Univariate analyses including Fisher’s exact test and Mann–Whitney U test were performed. The importance of each feature was independently evaluated according to two different processes. The first process was the evaluation of the degree to which Gini impurity decreased when a feature was chosen to split a node (MDG: Mean Decrease Gini). A feature with higher MDG was supposed to be more important. Parameter tuning using the randomForest and caret packages was applied to RF analysis to optimize the number of trees and the number of features used for each tree with 5-fold cross validation. The model created using MDG evaluation consisted of only a single feature with the highest MDG value. The second process was the Boruta all-relevant feature selection wrapper algorithm using Boruta package [16,17]. The Boruta method enables us to identify relevant features by comparing the importance of each original feature with that of the permuted copies (the three shadow features (shadowMax, shadowMean, shadowMin)) with randomly mixed values. Among the variables selected by the Boruta method, the strength of collinearity between two features was measured by calculating the Spearman’s rank correlation coefficient (Rs). Rs > 0.8 or < −0.8 was determined to indicate very high collinearity. If a pair of features had very high collinearity, the one with the lower importance as judged by the Boruta method was excluded. Among the important features identified by the Boruta method, we finally created the Boruta model by eliminating those with high collinearity. Finally, we performed receiver operating characteristic (ROC) curve analysis to evaluate the performance of classification models based on the two processes, i.e., MDG evaluation and the Boruta method. The optimal cutoff was determined according to Youden’s index. All statistical analyses were performed using R software v4.0.3 (R Foundation for Statistical Computing, Vienna, Austria) and JMP v10.0.2 (SAS Institute Inc., Cary, NC, USA).

3. Results

Patient and tumor characteristics are shown in Table 1. The median age of ChRCC patients (n = 41) was 60 years, and 17 (41%) were female; the median age of RO patients (n = 8) was 60 years, and 4 (50%) were female. Tumor diameters and volumes tended to be larger in ChRCC than RO, although these differences were not significant (median size; 32 vs. 23 mm, p = 0.054). The VOI was greater than 64 voxels in all tumors. RO more frequently showed hypointensity in T1-weighted signal intensity (p = 0.046), but there were no significant differences between ChRCC and RO in other subjectively assessed MR features.

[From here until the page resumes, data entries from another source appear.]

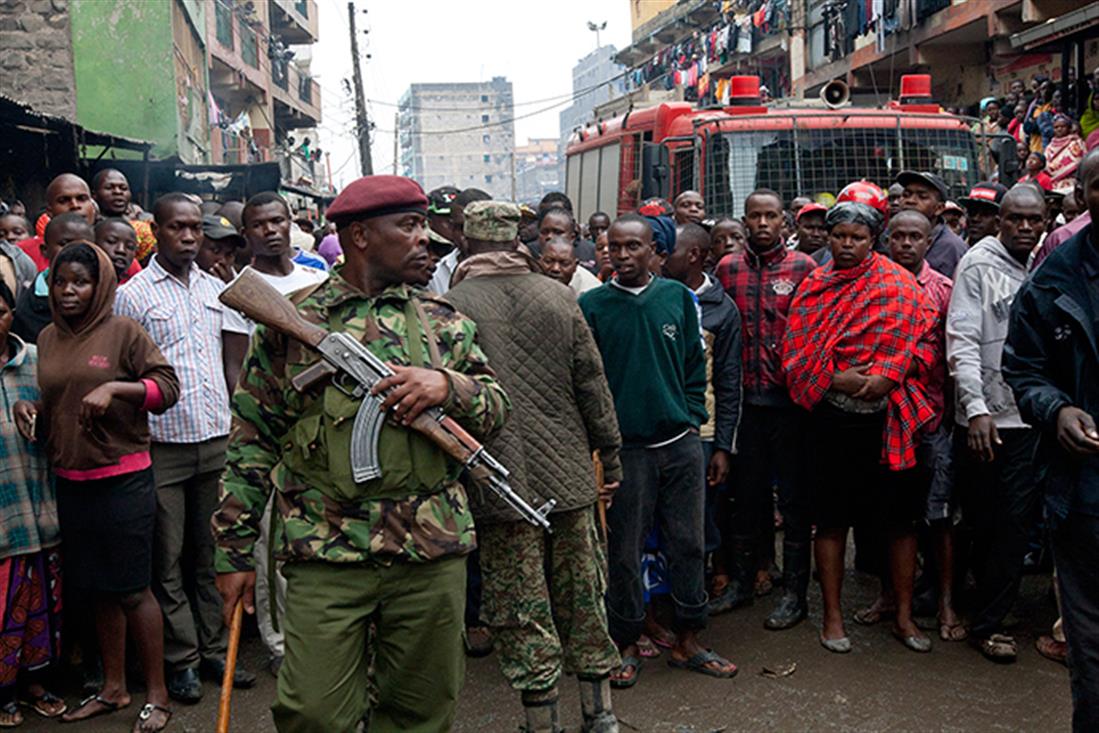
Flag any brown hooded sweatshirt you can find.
[37,242,179,480]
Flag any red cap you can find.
[835,180,889,215]
[324,176,428,220]
[793,203,828,221]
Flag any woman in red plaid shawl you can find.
[782,202,935,653]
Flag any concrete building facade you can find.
[397,77,517,199]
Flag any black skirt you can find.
[806,402,929,530]
[57,468,156,595]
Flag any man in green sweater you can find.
[580,214,736,687]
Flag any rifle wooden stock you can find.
[219,269,329,348]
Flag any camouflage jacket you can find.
[212,268,511,573]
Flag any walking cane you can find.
[591,451,607,544]
[218,599,244,733]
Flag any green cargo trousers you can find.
[271,557,466,733]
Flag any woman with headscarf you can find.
[782,202,936,654]
[1019,153,1053,191]
[1045,114,1087,196]
[14,242,179,733]
[0,280,66,728]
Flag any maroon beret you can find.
[324,176,428,221]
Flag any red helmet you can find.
[835,178,889,216]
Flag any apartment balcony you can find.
[268,0,319,45]
[271,62,321,130]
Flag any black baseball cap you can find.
[202,214,244,245]
[958,180,1008,211]
[428,186,462,216]
[897,170,951,203]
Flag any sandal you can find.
[0,700,23,728]
[854,606,897,626]
[133,702,171,733]
[637,634,660,659]
[969,634,1019,664]
[668,649,737,679]
[62,695,130,723]
[611,656,641,690]
[19,690,68,718]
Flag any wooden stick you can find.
[218,599,244,733]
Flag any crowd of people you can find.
[0,131,1099,733]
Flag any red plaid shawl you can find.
[782,253,935,470]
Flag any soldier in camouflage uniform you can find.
[446,201,622,733]
[213,176,510,733]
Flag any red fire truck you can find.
[566,75,1017,218]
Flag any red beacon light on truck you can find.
[725,76,767,114]
[889,74,943,114]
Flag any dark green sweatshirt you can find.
[580,278,707,446]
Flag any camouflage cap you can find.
[462,201,521,242]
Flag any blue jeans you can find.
[607,433,707,648]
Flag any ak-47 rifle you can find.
[221,269,556,531]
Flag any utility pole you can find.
[347,0,374,176]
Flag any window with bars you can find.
[698,115,980,216]
[213,0,233,48]
[237,20,259,69]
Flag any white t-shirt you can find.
[233,263,329,333]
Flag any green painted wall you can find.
[69,0,179,158]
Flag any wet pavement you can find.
[22,573,1070,733]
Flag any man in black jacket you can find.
[1002,149,1099,733]
[664,224,741,606]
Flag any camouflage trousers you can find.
[477,507,620,691]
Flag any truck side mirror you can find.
[641,143,670,201]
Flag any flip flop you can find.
[19,690,68,718]
[637,634,660,659]
[133,702,171,733]
[611,656,642,690]
[60,693,126,723]
[854,606,897,626]
[668,649,739,679]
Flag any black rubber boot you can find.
[577,677,619,733]
[763,542,811,631]
[520,688,564,733]
[707,536,757,615]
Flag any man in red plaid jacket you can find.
[710,189,817,630]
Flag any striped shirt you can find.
[0,334,60,558]
[114,255,248,443]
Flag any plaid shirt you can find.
[0,334,60,558]
[915,260,954,433]
[114,255,248,443]
[782,253,936,470]
[713,242,817,404]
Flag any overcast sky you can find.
[312,0,630,188]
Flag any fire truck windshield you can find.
[707,118,980,216]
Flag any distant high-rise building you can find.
[397,77,515,199]
[557,46,625,190]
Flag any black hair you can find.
[744,188,786,209]
[539,191,573,213]
[539,207,576,226]
[676,223,710,252]
[96,216,137,238]
[452,188,492,209]
[42,211,96,242]
[91,168,130,191]
[241,191,290,226]
[611,211,653,236]
[0,280,15,313]
[153,191,202,224]
[49,242,99,282]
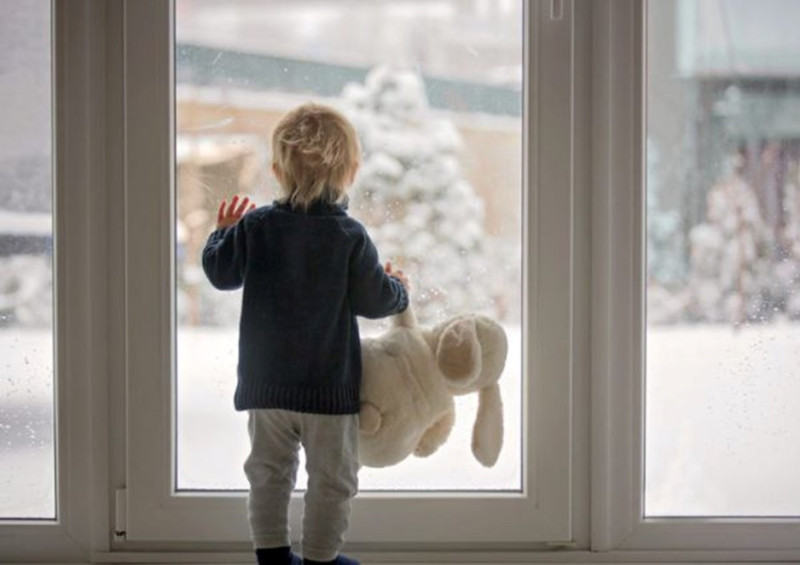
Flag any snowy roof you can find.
[677,0,800,77]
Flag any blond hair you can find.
[272,104,361,210]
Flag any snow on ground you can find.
[0,325,800,517]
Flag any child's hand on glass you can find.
[217,195,256,230]
[383,261,411,290]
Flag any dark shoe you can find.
[256,547,303,565]
[303,555,361,565]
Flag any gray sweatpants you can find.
[244,410,358,561]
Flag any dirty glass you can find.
[175,0,523,491]
[0,0,56,520]
[645,0,800,517]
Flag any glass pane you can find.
[175,0,523,491]
[645,0,800,517]
[0,0,56,519]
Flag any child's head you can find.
[272,104,361,209]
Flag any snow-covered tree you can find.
[771,162,800,320]
[647,140,686,287]
[689,173,772,324]
[646,140,687,324]
[343,67,506,321]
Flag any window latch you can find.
[550,0,564,21]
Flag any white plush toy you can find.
[359,307,508,467]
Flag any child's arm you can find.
[203,196,255,290]
[349,232,408,318]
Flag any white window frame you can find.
[123,0,574,546]
[592,0,800,560]
[0,0,800,563]
[0,0,110,563]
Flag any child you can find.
[203,104,408,565]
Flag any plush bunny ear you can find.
[436,319,482,388]
[472,383,503,467]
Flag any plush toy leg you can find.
[358,402,382,435]
[414,406,456,457]
[472,383,503,467]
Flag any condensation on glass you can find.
[0,0,56,520]
[645,0,800,517]
[175,0,523,491]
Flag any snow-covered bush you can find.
[688,174,773,324]
[343,67,510,322]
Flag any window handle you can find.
[550,0,564,21]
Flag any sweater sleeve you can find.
[348,228,408,318]
[203,220,247,290]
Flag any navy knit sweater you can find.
[203,202,408,414]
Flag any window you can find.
[9,0,800,563]
[645,0,800,516]
[125,1,573,543]
[0,0,56,520]
[592,2,799,550]
[175,0,523,492]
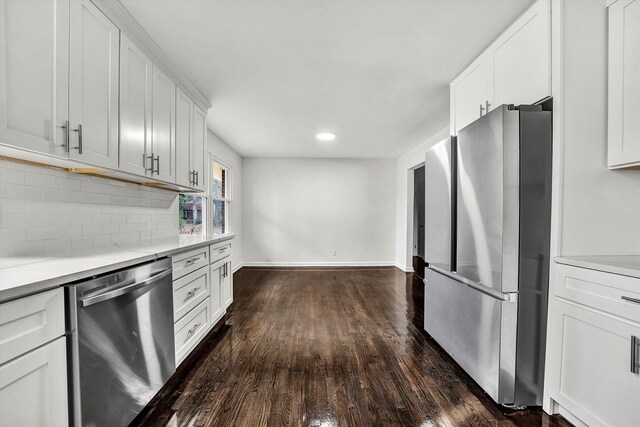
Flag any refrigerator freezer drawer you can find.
[424,269,517,404]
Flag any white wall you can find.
[0,160,178,257]
[553,0,640,255]
[395,125,449,271]
[207,131,243,271]
[242,158,396,265]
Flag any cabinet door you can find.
[151,65,176,182]
[176,89,193,187]
[0,337,69,427]
[191,105,207,191]
[120,34,153,175]
[69,0,120,169]
[545,301,640,426]
[451,58,489,135]
[607,0,640,168]
[491,1,551,107]
[0,0,69,157]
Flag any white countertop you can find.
[555,255,640,279]
[0,234,234,302]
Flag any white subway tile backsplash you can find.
[7,184,42,200]
[0,160,178,257]
[27,226,58,240]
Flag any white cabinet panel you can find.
[191,105,207,191]
[492,1,551,106]
[608,0,640,168]
[0,338,68,427]
[0,288,64,364]
[120,34,153,175]
[176,88,193,186]
[151,65,176,182]
[451,60,489,135]
[69,0,120,169]
[174,298,211,365]
[173,266,211,322]
[552,303,640,427]
[0,0,69,157]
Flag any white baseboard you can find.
[394,263,415,273]
[242,261,396,267]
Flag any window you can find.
[178,194,206,234]
[211,161,231,235]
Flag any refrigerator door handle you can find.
[429,265,517,302]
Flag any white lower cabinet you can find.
[174,298,211,366]
[0,337,69,427]
[545,264,640,427]
[551,302,640,427]
[0,288,68,427]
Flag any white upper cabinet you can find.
[451,58,490,134]
[151,65,176,182]
[608,0,640,169]
[120,34,153,175]
[491,0,551,106]
[176,89,193,187]
[191,105,207,191]
[0,0,69,157]
[69,0,120,169]
[450,0,551,135]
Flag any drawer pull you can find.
[184,286,200,301]
[187,323,202,339]
[184,256,200,267]
[620,295,640,304]
[631,335,640,374]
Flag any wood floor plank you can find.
[133,268,570,427]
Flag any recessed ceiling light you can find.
[316,132,336,141]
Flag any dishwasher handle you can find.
[78,268,171,307]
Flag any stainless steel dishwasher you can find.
[65,258,176,427]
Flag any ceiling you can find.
[120,0,533,157]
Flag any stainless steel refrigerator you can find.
[424,105,552,407]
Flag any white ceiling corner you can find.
[120,0,533,158]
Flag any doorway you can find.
[412,166,425,277]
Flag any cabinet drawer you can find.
[553,302,640,427]
[555,264,640,323]
[210,242,231,263]
[174,298,211,365]
[0,288,64,364]
[171,246,209,280]
[173,266,211,322]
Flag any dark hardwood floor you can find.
[135,268,570,427]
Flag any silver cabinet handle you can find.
[631,335,640,374]
[184,256,200,267]
[187,322,202,338]
[620,295,640,304]
[184,286,200,301]
[60,120,69,153]
[73,124,82,154]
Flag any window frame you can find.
[206,153,233,236]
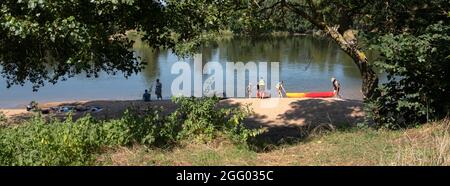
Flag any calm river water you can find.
[0,36,370,108]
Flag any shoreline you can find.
[0,98,364,127]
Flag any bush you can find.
[368,24,450,128]
[0,98,262,165]
[172,97,264,144]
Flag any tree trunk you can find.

Parameter tuning for RF analysis showed the minimum error rate of 12.2% with the number of trees (500) and the number of variables (7). RF analysis revealed that the image features of high importance in differentiating ChRCC from RO were ADC-related conventional features. The most important feature in terms of MDG evaluation was the mean ADC value (MDG = 1.282), followed by the Q2_ADC_value (MDG = 1.131) and Q1_ADC_value (MDG = 1.096). The features are listed in order of increasing MDG in Figure 2. The second-order index with the highest MDG was the gray-level run-length matrix short-run high gray-level emphasis (GLRLM_SRHGE, MDG = 0.702).

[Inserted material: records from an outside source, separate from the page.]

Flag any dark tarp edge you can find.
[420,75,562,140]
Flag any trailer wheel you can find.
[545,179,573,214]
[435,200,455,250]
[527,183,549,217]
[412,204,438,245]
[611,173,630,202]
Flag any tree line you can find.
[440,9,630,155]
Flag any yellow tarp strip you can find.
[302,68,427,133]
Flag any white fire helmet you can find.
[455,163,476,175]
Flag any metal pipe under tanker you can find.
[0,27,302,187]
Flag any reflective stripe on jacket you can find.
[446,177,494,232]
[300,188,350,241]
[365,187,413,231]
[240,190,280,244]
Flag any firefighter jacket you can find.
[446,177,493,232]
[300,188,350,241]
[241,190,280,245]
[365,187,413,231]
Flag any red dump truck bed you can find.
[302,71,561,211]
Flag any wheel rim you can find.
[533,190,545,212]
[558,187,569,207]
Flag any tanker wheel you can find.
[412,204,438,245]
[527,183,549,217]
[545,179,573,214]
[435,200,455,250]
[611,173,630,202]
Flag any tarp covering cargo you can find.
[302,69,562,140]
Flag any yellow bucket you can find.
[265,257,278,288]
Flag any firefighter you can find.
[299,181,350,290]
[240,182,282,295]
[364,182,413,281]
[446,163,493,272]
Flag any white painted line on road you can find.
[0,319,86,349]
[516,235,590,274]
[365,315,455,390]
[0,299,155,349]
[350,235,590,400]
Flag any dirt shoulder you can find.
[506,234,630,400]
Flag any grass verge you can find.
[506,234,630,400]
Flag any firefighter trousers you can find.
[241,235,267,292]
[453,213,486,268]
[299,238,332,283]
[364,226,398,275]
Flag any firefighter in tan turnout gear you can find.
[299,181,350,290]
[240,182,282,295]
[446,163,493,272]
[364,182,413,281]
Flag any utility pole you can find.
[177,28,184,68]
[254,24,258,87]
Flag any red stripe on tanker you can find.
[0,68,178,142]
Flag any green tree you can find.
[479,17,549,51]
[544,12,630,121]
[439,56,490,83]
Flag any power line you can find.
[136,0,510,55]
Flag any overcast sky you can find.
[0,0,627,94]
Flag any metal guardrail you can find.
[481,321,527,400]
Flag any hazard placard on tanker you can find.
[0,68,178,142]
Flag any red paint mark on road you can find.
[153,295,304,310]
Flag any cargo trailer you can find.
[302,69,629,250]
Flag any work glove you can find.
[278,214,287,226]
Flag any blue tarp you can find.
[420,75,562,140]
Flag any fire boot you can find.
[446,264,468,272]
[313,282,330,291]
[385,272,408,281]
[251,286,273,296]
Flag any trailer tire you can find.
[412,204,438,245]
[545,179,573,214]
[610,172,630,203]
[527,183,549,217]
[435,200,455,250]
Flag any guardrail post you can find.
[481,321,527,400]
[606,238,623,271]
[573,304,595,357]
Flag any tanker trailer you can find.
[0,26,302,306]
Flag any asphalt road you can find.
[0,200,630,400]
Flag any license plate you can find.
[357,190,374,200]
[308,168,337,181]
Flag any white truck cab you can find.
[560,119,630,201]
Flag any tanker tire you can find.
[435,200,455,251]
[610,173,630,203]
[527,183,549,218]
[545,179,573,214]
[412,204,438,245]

The 49 extracted features and the three shadow features are listed in Figure 3 in order of importance as determined according to the Boruta method. The Boruta method identified the Q1_ADC_value, mean_ADC_value, Q2_ADC_value, Q3_ADC_value, minimum_ADC_value, gray-level zone length matrix high gray-level zone enhancement (GLZLM_HGZE), gray-level run length matrix high gray-level run enhancement (GLRLM_HGRE), and GLRLM_SRHGE as important features in differentiating ChRCC from RO. Of these, we removed the mean_ADC_value, Q2_ADC_value, Q3_ADC_value, and minimum_ADC_value because the Rs between each of these and the most important feature (Q1_ADC_value) was greater than 0.8 (Figure 4). GLZLM_HGZE remained the second most important feature, and GLRLM_HGRE and GLRLM_SRHGE were removed because the Rs between each of these and GLZLM_HGZE was greater than 0.8. Therefore, the final model consisted of a combination of the Q1_ADC_value and GLZLM_HGZE (labeled as the Boruta model).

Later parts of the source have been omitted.